Véritable réinterprétation d’une icône des années 1970, l’Amida Digitrend OSII Black allie audace visuelle et ingénierie mécanique. Une pièce de caractère destinée aux collectionneurs en quête de singularité horlogère et de design disruptif.
Un héritage qui défie les conventions
La renaissance de l’Amida Digitrend prouve qu’une création horlogère peut faire sensation sans verser dans l’artifice. Née dans l’effervescence des années 1970, cette montre affichait l’heure de profil grâce à une réflexion prismatique. Une lecture qui évoque davantage les compteurs d’une voiture de sport qu’un cadran traditionnel. Son âme demeure obstinément mécanique, quand bien même son esthétique flirte avec l’ère numérique.
Relancée en 2024 par Matthieu Allègre et Clément Meynier, la Digitrend préserve cette identité décalée qui forge son mythe. Elle s’inscrit dans l’âge d’or du design horloger des seventies, une époque poreuse aux influences de l’automobile et de l’électronique naissante – à l’instar de la Girard-Perregaux Casquette ou de la Bulova Computron. Amida a cependant privilégié une voie d’une plus grande exigence : matérialiser le temps par le ballet de disques mécaniques plutôt que par des cristaux liquides.
La maîtrise de l’obscurité
Avec l’OSII Black, la marque suisse corrige une lacune presque ironique pour une pièce de cette envergure : sa lisibilité nocturne. Sur une architecture à disques rotatifs, les chiffres demeurent occultés jusqu’à leur passage dans la fenêtre de lecture, rendant les applications luminescentes classiques inopérantes. La solution trouvée relève de l’ingéniosité horlogère.
Le module est désormais coiffé d’un capot en saphir monobloc qui diffuse subtilement la lumière. Les typographies, rehaussées de Super-LumiNova BGW9, s’accompagnent de délicats accents lumineux pour un éclairage optimal. L’effet n’est plus seulement spectaculaire ; il devient fondamentalement fonctionnel.

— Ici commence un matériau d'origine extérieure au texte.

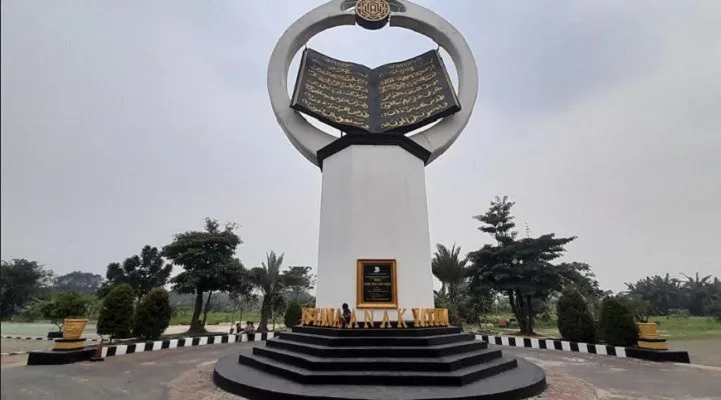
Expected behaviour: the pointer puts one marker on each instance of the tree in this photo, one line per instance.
(616, 325)
(521, 269)
(663, 293)
(278, 309)
(116, 315)
(269, 280)
(142, 273)
(64, 305)
(153, 315)
(242, 302)
(22, 281)
(640, 308)
(300, 281)
(292, 315)
(450, 268)
(208, 263)
(78, 282)
(698, 293)
(575, 323)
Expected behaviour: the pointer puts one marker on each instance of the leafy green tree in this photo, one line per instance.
(640, 308)
(78, 282)
(22, 282)
(64, 305)
(300, 282)
(208, 263)
(616, 325)
(142, 272)
(478, 303)
(450, 268)
(278, 309)
(153, 315)
(698, 293)
(116, 314)
(575, 323)
(521, 269)
(663, 293)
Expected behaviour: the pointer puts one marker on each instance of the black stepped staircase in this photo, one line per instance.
(329, 363)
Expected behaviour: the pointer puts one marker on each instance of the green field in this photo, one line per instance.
(215, 318)
(671, 328)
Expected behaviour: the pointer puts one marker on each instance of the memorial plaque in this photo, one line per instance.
(376, 284)
(393, 98)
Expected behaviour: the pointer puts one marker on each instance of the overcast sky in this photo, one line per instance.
(125, 122)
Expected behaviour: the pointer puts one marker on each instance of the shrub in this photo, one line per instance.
(292, 315)
(715, 310)
(575, 322)
(616, 324)
(153, 315)
(64, 305)
(116, 314)
(640, 308)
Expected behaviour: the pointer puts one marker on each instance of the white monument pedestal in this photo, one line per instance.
(373, 206)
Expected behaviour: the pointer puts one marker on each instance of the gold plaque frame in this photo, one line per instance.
(359, 284)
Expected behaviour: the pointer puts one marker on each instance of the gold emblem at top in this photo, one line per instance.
(372, 14)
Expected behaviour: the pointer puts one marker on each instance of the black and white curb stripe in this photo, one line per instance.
(13, 353)
(41, 338)
(123, 349)
(515, 341)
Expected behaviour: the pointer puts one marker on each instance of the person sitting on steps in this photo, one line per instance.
(249, 328)
(345, 316)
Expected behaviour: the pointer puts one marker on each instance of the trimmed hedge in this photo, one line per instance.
(616, 324)
(575, 322)
(116, 315)
(153, 315)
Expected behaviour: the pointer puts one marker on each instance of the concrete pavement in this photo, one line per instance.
(186, 374)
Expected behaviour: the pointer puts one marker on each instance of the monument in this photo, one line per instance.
(374, 244)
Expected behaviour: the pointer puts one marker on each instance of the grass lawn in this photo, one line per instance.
(215, 318)
(675, 329)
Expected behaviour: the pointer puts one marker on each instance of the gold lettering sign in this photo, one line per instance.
(398, 97)
(331, 317)
(400, 318)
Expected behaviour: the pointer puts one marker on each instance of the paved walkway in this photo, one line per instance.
(186, 374)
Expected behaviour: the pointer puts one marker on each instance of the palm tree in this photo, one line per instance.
(269, 281)
(451, 270)
(699, 293)
(661, 292)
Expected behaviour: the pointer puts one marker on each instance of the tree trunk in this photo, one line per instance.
(207, 309)
(265, 310)
(195, 324)
(530, 314)
(523, 310)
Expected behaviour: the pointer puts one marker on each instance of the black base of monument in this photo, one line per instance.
(412, 363)
(58, 357)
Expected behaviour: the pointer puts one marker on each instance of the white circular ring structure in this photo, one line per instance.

Une architecture sous haute tension
L’esthétique de cette OSII Black a été travaillée avec la rigueur d’un studio de design automobile. Le cadre du module, habillé d’un traitement noir DLC, est traversé par deux tubes évoquant distinctement un arceau de sécurité. L’intention est claire : la Digitrend s’éloigne des codes de la montre habillée classique pour adopter les lignes profilées d’un coupé fastback.
Le contraste avec les itérations précédentes marque une évolution vers l’épure. Les emblématiques chiffres orange cèdent la place à un blanc éclatant, souligné par de discrètes gravures orangées. L’objet gagne en sobriété tout en cultivant sa différence, maximisant ainsi la lisibilité de son affichage hors norme.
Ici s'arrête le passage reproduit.